Stellungnahme zu den Propädeutika im Wintersemester 2014/15

Sehr geehrte Damen und Herren,
sehr geehrte Professor*innen,

in den letzten Semestern gab es viele gemeinsame Anstrengungen zur weiteren praktischen und konzeptionellen Verbesserung der Propädeutika seitens der Professor*innen und der Fachschaft. In dieser Zeit hat sich die Gestaltung der Propädeutika strukturell bedeutend entwickelt. In einigen Punkten ist die Aus- und Durchführung der Propädeutika am Fachbereich 03 unserer Meinung nach verbesserungsfähig:

1. Eine Beschränkung der Exposéthemen auf empirisch-analytische Fragestellungen wird der Pluralität, der am Fachbereich vertretenen Forschungsansätze nicht gerecht. Die Frankfurter Sozialwissenschaften bilden ein breites Themen- und Methodenspektrum ab.
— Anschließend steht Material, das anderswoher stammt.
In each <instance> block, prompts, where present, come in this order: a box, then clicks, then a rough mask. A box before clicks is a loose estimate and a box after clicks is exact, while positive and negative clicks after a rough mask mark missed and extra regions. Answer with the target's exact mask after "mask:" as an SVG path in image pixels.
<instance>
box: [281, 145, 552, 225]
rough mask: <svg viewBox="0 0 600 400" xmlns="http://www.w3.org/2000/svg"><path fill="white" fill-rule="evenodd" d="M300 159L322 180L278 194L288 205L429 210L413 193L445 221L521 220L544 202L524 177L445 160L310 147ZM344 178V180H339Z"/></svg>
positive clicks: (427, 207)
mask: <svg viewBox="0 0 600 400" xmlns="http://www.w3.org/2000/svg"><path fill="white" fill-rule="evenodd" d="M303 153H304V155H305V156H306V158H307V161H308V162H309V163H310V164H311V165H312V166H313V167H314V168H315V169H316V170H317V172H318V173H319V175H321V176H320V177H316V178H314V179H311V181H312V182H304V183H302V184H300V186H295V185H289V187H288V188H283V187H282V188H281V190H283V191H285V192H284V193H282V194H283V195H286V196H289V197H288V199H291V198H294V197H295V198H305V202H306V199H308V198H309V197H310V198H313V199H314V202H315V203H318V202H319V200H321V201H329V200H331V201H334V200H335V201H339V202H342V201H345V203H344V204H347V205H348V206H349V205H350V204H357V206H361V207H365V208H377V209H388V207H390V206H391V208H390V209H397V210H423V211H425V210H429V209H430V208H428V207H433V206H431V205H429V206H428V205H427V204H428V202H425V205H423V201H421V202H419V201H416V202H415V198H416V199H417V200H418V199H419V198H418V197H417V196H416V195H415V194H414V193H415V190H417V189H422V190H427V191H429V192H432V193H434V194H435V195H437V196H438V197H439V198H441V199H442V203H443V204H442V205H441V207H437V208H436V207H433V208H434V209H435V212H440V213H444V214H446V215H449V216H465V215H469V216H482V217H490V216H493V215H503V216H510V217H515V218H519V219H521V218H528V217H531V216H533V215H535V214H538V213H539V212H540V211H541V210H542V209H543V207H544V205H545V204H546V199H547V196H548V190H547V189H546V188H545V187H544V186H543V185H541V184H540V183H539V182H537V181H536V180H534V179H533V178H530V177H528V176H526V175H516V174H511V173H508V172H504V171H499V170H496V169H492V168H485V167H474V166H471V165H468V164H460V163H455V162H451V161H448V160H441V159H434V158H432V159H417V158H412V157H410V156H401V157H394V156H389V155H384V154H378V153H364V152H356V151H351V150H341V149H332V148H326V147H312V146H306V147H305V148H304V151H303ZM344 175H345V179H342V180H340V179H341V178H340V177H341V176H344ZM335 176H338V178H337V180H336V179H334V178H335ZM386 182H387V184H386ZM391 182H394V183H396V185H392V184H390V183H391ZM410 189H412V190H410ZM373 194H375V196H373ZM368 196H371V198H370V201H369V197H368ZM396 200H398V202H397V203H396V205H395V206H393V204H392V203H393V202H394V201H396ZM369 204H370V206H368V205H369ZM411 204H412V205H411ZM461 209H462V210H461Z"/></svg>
Eine derartige Beschränkung der Exposéthemenwahl bereitet die Studierenden nur mangelhaft auf diese disziplinäre Pluralität vor.
Da es unter anderem Ziel eines sozialwissenschaftlichen Studiums ist sich in spezifische Themenfelder einzuarbeiten, bedeutet diese thematische Einschränkung zu Beginn des Studiums eine künstliche Eingrenzung der Perspektiven. Auf Grund der zentralen Stellung der Propädeutika bei der Einführung in wissenschaftliches Arbeiten, ist eine grundlegende Weichenstellung durch die thematische Engführung der Exposébearbeitung kaum zu negieren. Diese wirkt sich auch auf die zukünftigen fachlichen Entwicklungsmöglichkeiten aus.
Wir befürworten natürlich eine Einführung in das wissenschaftliche Arbeiten im Rahmen der Propädeutika. Darunter verstehen wir jedoch in erster Linie das Erlernen der praktischen Anwendung von Zitationsregeln, Literaturrecherche und die Erstellung eines Literaturverzeichnis. Ob dies jedoch in einem empirisch-analytischen oder theoretischen Exposé erfolgt, ist für diese Zielsetzung der Propädeutika nicht relevant.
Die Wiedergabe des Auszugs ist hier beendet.